The oldest heliographic engraving in the world

Photo: The first known surviving heliographic engraving in the world, made by French inventor Joseph Nicephore Niepce in 1825 by contact under an engraving with the heliographic process.

Niepce’s seminal work was a step towards the first permanent photography taken with a camera obscura, an optical device that projects an image of its surroundings on a screen. It is a reproduction of a 17th century Flemish engraving, showing a man leading a horse. The Bibliothèque nationale de France bought it for euro 450,000 € in 2002, deeming it as a national treasure.

Photography evolved as a result of studies and scientific inventions over many centuries. Long before the first photographs were shot, Chinese philosopher Mo Di described a pinhole camera in 5th century BCE. Ibn al-Haytham (965-1040) studied the camera obscura and pinhole camera, Albertus Magnus (1193-1280) invented silver nitrate, and Georges Fabricius (1516-1571) invented silver chloride. Daniel Barbaro described a diaphragm in 1568. Wilhelm Homberg explained photochemical effect, i.e., how light darkened some chemicals, in 1694. The fiction book Giphantie (1760) by French author Tiphaigne de la Roche described what can be interpreted as photography.
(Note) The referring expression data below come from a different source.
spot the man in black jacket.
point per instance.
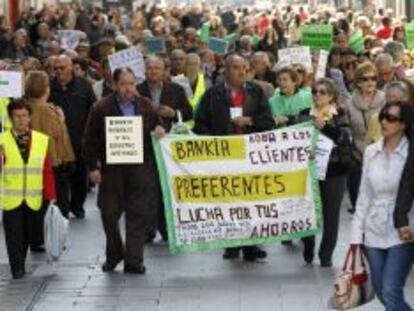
(75, 96)
(213, 117)
(405, 197)
(167, 99)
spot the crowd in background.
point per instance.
(361, 91)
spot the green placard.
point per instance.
(319, 37)
(409, 34)
(356, 41)
(219, 46)
(205, 33)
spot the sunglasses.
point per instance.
(319, 91)
(369, 78)
(390, 118)
(351, 65)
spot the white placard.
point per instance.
(131, 58)
(124, 140)
(69, 39)
(296, 55)
(323, 152)
(11, 84)
(322, 62)
(236, 112)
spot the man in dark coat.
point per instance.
(167, 99)
(123, 187)
(213, 117)
(75, 96)
(405, 197)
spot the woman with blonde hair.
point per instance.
(366, 100)
(49, 119)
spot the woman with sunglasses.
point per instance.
(366, 100)
(395, 91)
(390, 259)
(289, 100)
(332, 122)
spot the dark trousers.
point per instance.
(125, 188)
(389, 269)
(62, 189)
(353, 181)
(78, 185)
(332, 193)
(19, 230)
(157, 222)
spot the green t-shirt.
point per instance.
(280, 106)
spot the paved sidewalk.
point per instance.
(196, 281)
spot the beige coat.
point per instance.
(360, 113)
(46, 119)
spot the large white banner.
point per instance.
(239, 190)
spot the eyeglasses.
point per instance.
(390, 118)
(351, 65)
(369, 78)
(319, 91)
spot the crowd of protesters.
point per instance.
(364, 104)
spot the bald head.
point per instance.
(261, 63)
(235, 70)
(155, 70)
(192, 66)
(155, 61)
(63, 68)
(177, 62)
(385, 67)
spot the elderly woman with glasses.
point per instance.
(289, 99)
(366, 100)
(333, 124)
(395, 91)
(390, 257)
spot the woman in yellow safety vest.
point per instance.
(26, 180)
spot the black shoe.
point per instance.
(79, 214)
(231, 253)
(19, 274)
(150, 238)
(308, 252)
(326, 263)
(37, 249)
(252, 254)
(110, 266)
(135, 269)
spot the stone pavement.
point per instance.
(191, 282)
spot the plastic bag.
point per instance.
(55, 230)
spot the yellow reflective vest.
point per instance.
(23, 181)
(4, 117)
(199, 91)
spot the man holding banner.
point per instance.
(234, 107)
(117, 150)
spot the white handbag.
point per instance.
(353, 287)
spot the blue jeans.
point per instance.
(389, 270)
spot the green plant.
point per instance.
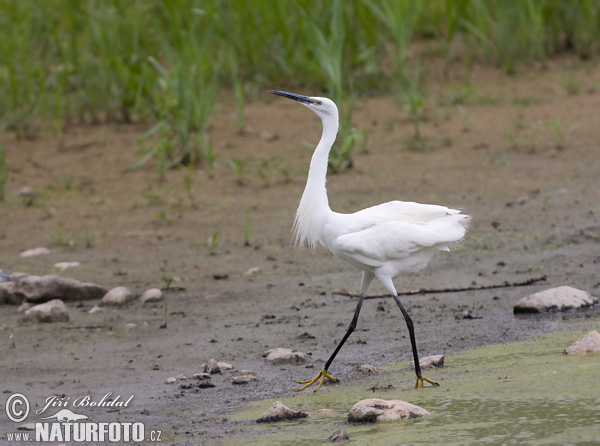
(211, 243)
(238, 168)
(3, 171)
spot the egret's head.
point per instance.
(324, 108)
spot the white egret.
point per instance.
(382, 241)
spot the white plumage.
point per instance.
(382, 240)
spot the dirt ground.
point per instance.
(520, 154)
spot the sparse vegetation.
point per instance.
(163, 62)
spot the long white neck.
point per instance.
(314, 205)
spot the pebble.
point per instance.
(428, 362)
(35, 252)
(52, 311)
(152, 295)
(116, 297)
(212, 367)
(589, 343)
(279, 412)
(40, 289)
(278, 356)
(373, 410)
(66, 265)
(555, 299)
(339, 436)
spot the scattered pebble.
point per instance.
(277, 356)
(373, 410)
(212, 367)
(589, 343)
(252, 271)
(428, 362)
(321, 413)
(35, 252)
(339, 436)
(555, 299)
(66, 265)
(224, 365)
(152, 295)
(201, 376)
(367, 368)
(52, 311)
(279, 412)
(242, 379)
(116, 297)
(40, 289)
(24, 307)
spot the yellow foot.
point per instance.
(320, 377)
(420, 382)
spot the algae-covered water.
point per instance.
(526, 392)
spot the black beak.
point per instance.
(295, 97)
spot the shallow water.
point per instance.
(526, 392)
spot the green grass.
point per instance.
(64, 62)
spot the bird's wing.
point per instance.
(394, 240)
(403, 211)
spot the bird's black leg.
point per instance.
(323, 373)
(413, 343)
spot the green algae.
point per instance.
(525, 392)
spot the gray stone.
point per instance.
(116, 297)
(35, 252)
(212, 367)
(279, 412)
(374, 410)
(242, 379)
(555, 299)
(152, 295)
(589, 343)
(40, 289)
(52, 311)
(339, 436)
(428, 362)
(277, 356)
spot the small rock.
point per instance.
(466, 314)
(589, 343)
(212, 367)
(201, 376)
(321, 413)
(268, 136)
(116, 297)
(428, 362)
(277, 356)
(374, 410)
(40, 289)
(152, 295)
(242, 379)
(224, 365)
(339, 436)
(65, 265)
(252, 271)
(174, 379)
(367, 368)
(279, 412)
(555, 299)
(52, 311)
(24, 307)
(35, 252)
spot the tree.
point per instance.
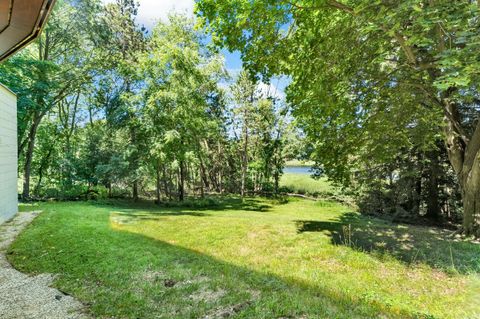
(44, 74)
(414, 61)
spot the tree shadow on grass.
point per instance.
(149, 278)
(214, 203)
(407, 243)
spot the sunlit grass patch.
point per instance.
(252, 258)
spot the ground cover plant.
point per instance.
(251, 258)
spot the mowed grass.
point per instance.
(255, 258)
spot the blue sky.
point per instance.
(151, 11)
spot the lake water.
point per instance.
(305, 170)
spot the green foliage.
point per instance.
(370, 81)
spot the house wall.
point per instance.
(8, 154)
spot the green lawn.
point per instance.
(252, 259)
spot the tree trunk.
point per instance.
(181, 184)
(135, 191)
(433, 202)
(165, 182)
(464, 155)
(29, 156)
(471, 199)
(158, 183)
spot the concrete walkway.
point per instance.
(23, 296)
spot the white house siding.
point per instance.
(8, 154)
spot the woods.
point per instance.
(110, 109)
(383, 98)
(370, 81)
(241, 159)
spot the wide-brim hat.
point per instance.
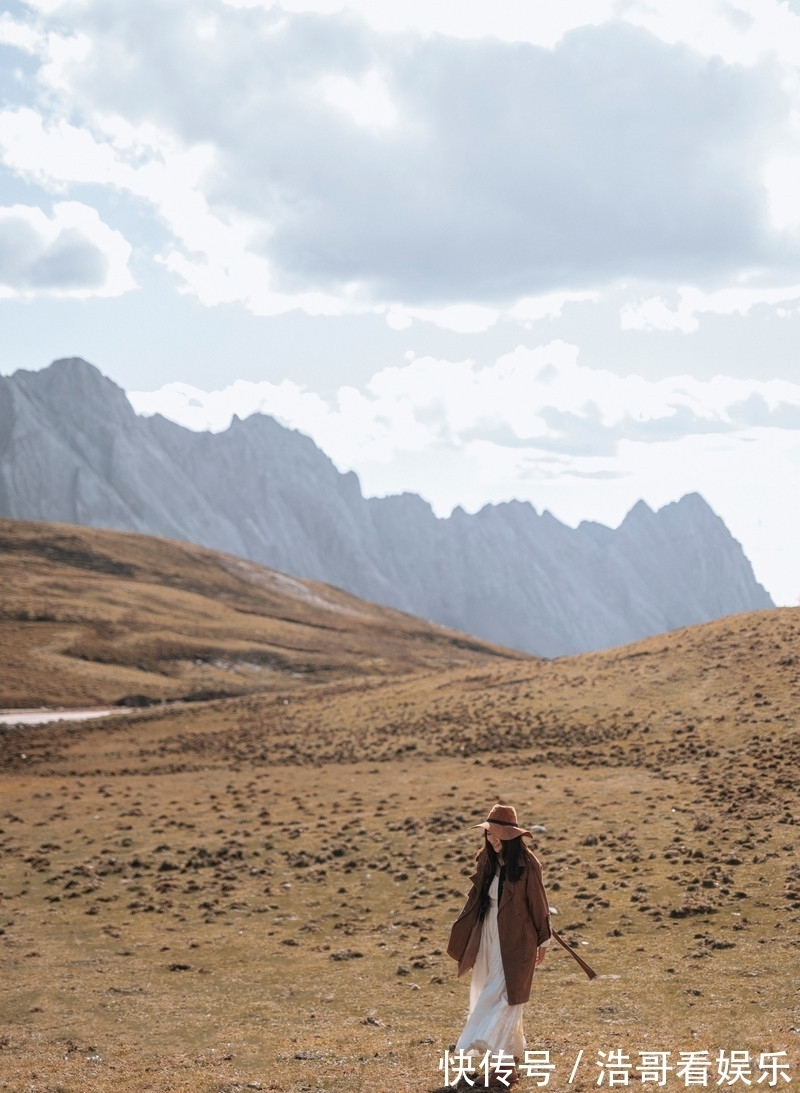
(503, 820)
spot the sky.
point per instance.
(478, 251)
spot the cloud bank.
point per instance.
(308, 160)
(71, 254)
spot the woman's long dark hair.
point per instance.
(514, 866)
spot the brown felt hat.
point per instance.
(503, 819)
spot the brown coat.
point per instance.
(522, 925)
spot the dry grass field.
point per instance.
(256, 891)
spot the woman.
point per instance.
(502, 935)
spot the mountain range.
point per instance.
(73, 450)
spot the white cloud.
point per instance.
(366, 101)
(656, 314)
(314, 163)
(72, 254)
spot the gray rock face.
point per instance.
(73, 450)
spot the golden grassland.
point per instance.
(91, 616)
(257, 891)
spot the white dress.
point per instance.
(492, 1024)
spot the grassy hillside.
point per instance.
(90, 616)
(257, 892)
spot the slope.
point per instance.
(90, 616)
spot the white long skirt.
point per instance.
(492, 1024)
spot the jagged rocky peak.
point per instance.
(72, 448)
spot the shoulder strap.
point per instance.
(590, 972)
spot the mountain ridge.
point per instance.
(72, 449)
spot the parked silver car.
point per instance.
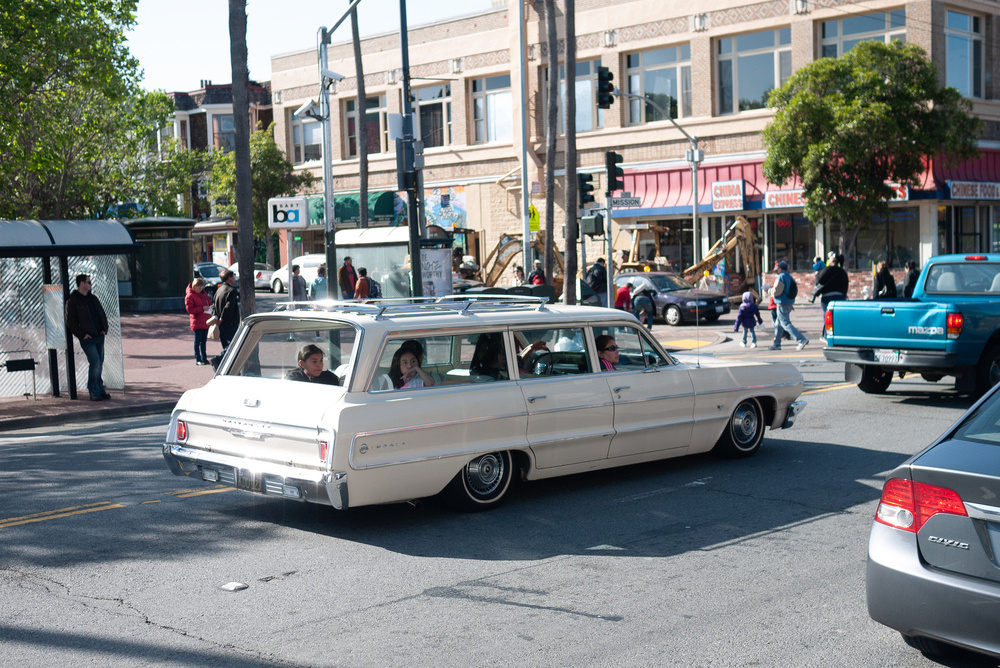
(934, 550)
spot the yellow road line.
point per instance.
(839, 386)
(214, 490)
(57, 514)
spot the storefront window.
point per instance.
(794, 240)
(896, 240)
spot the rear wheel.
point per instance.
(744, 431)
(988, 370)
(874, 379)
(482, 484)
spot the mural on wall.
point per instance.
(445, 207)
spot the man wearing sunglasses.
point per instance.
(607, 352)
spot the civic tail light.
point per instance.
(954, 325)
(907, 505)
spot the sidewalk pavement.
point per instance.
(159, 366)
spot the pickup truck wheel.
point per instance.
(988, 370)
(874, 379)
(482, 484)
(744, 431)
The first permanent photo-etching was an image produced in 1822 by Nicéphore Niépce, but it was destroyed by an attempt to duplicate it. However, Niépce was successful to produce another etching again in 1825 (see photo). He made the first permanent photograph with a camera obscura in 1826. His photographs took as long as 8 hours to expose. So, to find a new process, he worked with Louis Daguerre and they experimented with silver compounds, based on the discovery by Johann Heinrich Schultz in 1724 that a silver and chalk mixture darkens when exposed to light.
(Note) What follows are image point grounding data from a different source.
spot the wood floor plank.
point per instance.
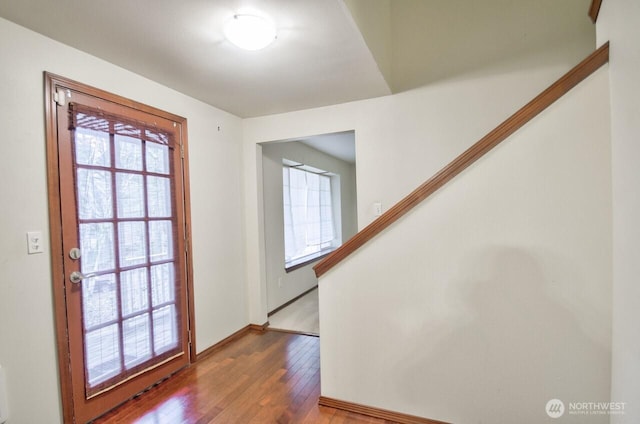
(262, 377)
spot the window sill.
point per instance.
(307, 260)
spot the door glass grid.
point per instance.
(127, 238)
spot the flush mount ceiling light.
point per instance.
(250, 32)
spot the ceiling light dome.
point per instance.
(250, 32)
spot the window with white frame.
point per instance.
(309, 227)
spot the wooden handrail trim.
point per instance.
(594, 10)
(516, 121)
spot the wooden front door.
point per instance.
(123, 231)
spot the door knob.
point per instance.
(76, 277)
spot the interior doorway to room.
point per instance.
(119, 225)
(310, 197)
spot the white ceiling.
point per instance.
(327, 51)
(319, 57)
(339, 145)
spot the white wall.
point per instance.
(27, 343)
(493, 296)
(619, 23)
(401, 140)
(302, 279)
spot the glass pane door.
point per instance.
(126, 229)
(123, 208)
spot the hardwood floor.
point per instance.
(263, 377)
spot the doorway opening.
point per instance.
(310, 207)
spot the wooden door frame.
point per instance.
(51, 82)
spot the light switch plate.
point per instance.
(35, 244)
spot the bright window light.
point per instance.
(250, 32)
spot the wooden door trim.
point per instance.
(51, 81)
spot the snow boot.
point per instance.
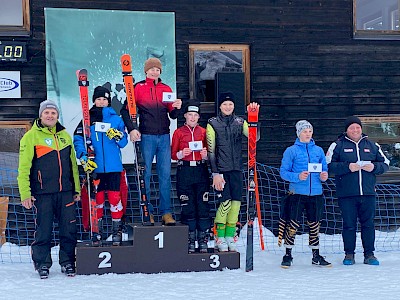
(319, 260)
(117, 232)
(69, 270)
(202, 240)
(192, 242)
(286, 261)
(349, 260)
(371, 260)
(43, 272)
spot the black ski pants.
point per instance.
(193, 185)
(62, 206)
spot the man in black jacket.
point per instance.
(355, 161)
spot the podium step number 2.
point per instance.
(151, 250)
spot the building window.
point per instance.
(11, 133)
(14, 18)
(208, 60)
(385, 130)
(376, 19)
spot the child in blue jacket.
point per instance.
(108, 136)
(304, 166)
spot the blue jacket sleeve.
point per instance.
(124, 141)
(323, 161)
(287, 167)
(79, 145)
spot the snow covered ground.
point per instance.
(267, 281)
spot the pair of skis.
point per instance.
(126, 64)
(252, 185)
(83, 84)
(83, 88)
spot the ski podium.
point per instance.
(151, 249)
(148, 249)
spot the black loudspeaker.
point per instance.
(231, 82)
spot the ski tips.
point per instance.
(126, 63)
(81, 74)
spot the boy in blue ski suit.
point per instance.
(305, 190)
(108, 136)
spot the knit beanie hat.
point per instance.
(48, 104)
(351, 120)
(101, 91)
(228, 96)
(301, 125)
(193, 106)
(151, 63)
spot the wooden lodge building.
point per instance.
(300, 59)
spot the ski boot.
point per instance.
(69, 270)
(192, 242)
(286, 261)
(231, 243)
(222, 244)
(202, 239)
(117, 232)
(168, 220)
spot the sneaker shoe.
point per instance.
(43, 272)
(69, 270)
(349, 260)
(231, 243)
(371, 260)
(319, 260)
(286, 261)
(168, 220)
(222, 244)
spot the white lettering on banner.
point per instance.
(10, 84)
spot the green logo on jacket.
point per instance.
(48, 141)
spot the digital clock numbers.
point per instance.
(12, 51)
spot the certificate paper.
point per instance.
(315, 168)
(102, 127)
(169, 97)
(196, 145)
(363, 163)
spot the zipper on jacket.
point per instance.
(154, 97)
(360, 171)
(192, 132)
(59, 162)
(40, 179)
(308, 154)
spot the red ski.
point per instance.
(126, 64)
(83, 90)
(251, 188)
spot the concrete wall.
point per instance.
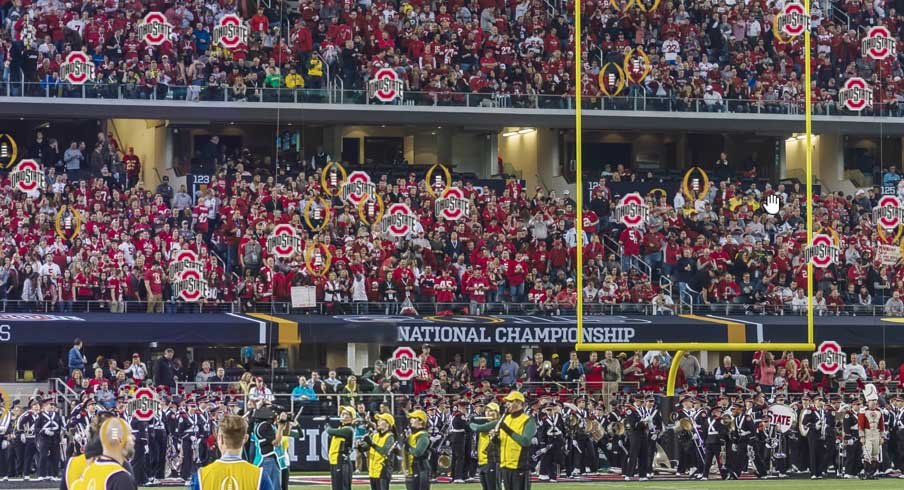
(828, 160)
(153, 145)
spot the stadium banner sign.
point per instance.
(134, 328)
(517, 330)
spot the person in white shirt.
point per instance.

Though Niépce died in 1833, Daguerre continued the work and developed the daguerreotype in 1837, and took the first ever photo of a person in 1839 when, while taking a daguerreotype of a Paris street, a pedestrian stopped for a shoe shine, long enough to be captured by the long exposure of several minutes. Later, France agreed to pay Daguerre a pension for his formula in exchange for his promise to announce his discovery to the world as the gift of France which he did in 1839.